Deltorphin
- Names: IUPAC names (3S)-3-[(2S)-2-[(2S)-2-[(2S)-2-[(2S)-2-[(2R)-2-[(2S)-2-amino-3-(4-hydroxyphenyl)propanamido]-4-(methylsulfanyl)butanamido]-3-phenylpropanamido]-3-(1H-imidazol-4-yl)propanamido]-4-methylpentanamido]-4-(methylsulfanyl)butanamido]-3-carbamoylpropanoic acid or L-tyrosyl-D-methionyl-L-phenylalanyl-L-histidyl-L-leucyl-L-methionyl-L-α-asparagine

Identifiers
- CAS Number: 119975-64-3;
- 3D model (JSmol): Interactive image;
- ChemSpider: 2299380;
- PubChem CID: 3035060;
- CompTox Dashboard (EPA): DTXSID60152630 ;

Properties
- Chemical formula: C_{44}H_{62}N_{10}O_{10}S_{2}
- Molar mass: 955.154 g/mol

= Deltorphin =

Deltorphin, also known as deltorphin A and dermenkephalin, is a naturally occurring, exogenous opioid heptapeptide and thus, exorphin, with the amino acid sequence Tyr-D-Met-Phe-His-Leu-Met-Asp-NH_{2}. Along with the other deltorphins (such as deltorphin I and deltorphin II) and the dermorphins, deltorphin is endogenous to frogs of the genus Phyllomedusa such as P. bicolor and P. sauvagei where it is produced in their skin, and is not known to occur naturally in any other species. Deltorphin is one of the highest affinity and most selective naturally occurring opioid peptides known, acting as a very potent and highly specific agonist of the δ-opioid receptor.

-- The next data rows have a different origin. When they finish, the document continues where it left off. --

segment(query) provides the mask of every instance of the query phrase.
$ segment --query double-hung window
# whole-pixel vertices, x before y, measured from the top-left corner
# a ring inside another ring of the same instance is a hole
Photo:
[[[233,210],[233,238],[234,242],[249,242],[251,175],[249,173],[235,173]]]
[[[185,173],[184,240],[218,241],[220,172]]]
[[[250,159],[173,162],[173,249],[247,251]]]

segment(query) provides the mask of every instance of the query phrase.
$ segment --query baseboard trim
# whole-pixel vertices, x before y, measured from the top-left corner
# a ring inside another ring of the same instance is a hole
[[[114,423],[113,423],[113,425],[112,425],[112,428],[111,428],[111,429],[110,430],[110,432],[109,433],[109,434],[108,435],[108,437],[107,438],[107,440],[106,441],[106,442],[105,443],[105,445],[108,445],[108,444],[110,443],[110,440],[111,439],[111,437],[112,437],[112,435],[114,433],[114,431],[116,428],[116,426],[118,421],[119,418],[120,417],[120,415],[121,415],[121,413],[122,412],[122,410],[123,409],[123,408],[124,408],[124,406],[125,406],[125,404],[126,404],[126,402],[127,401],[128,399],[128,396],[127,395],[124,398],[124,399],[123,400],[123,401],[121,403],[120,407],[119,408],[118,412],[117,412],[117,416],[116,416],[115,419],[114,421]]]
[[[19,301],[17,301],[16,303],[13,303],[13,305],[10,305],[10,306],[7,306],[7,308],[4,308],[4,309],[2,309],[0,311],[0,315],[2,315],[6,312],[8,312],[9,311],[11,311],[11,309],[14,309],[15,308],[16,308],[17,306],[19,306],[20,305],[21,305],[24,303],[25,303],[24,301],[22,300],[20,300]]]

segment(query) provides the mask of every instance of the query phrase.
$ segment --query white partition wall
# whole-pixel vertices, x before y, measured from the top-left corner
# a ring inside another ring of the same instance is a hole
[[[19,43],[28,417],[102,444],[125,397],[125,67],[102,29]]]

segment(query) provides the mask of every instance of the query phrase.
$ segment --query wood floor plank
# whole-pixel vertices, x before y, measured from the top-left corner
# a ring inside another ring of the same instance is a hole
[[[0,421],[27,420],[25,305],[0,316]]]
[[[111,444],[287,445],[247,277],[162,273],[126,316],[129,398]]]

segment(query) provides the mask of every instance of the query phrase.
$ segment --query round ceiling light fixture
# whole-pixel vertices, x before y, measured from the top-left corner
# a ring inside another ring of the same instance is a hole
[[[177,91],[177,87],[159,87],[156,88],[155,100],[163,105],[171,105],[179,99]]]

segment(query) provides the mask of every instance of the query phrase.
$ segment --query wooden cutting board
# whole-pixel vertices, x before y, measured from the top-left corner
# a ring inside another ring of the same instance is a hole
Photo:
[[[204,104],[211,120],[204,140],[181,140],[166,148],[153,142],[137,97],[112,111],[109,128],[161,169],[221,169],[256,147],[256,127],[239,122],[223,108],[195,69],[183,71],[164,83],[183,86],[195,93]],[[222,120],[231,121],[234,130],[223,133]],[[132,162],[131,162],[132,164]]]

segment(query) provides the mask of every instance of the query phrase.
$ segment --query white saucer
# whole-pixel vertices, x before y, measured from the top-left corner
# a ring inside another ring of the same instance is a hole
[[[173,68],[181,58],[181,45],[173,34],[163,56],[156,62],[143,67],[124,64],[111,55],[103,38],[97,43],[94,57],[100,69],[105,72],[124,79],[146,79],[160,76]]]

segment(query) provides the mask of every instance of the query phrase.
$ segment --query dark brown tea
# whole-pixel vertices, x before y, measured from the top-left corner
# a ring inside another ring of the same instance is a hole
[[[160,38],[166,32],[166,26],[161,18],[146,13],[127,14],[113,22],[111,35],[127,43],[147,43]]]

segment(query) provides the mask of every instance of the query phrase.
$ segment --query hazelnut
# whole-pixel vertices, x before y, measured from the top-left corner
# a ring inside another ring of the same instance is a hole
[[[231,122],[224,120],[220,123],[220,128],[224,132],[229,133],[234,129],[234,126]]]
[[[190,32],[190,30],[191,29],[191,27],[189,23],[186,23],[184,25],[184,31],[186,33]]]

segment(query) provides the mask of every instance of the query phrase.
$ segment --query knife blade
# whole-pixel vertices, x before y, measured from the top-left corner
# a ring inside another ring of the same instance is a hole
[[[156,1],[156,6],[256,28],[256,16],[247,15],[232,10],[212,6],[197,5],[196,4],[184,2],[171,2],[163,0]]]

Deltorphins have an unusually high blood–brain barrier penetration rate. The nonselective opiate antagonist naloxone inhibits deltorphin uptake by brain microvessels, but neither the selective δ-opioid antagonist naltrindole nor a number of opioid peptides with different affinities for δ- or μ-opioid receptors compete with deltorphins for the transport.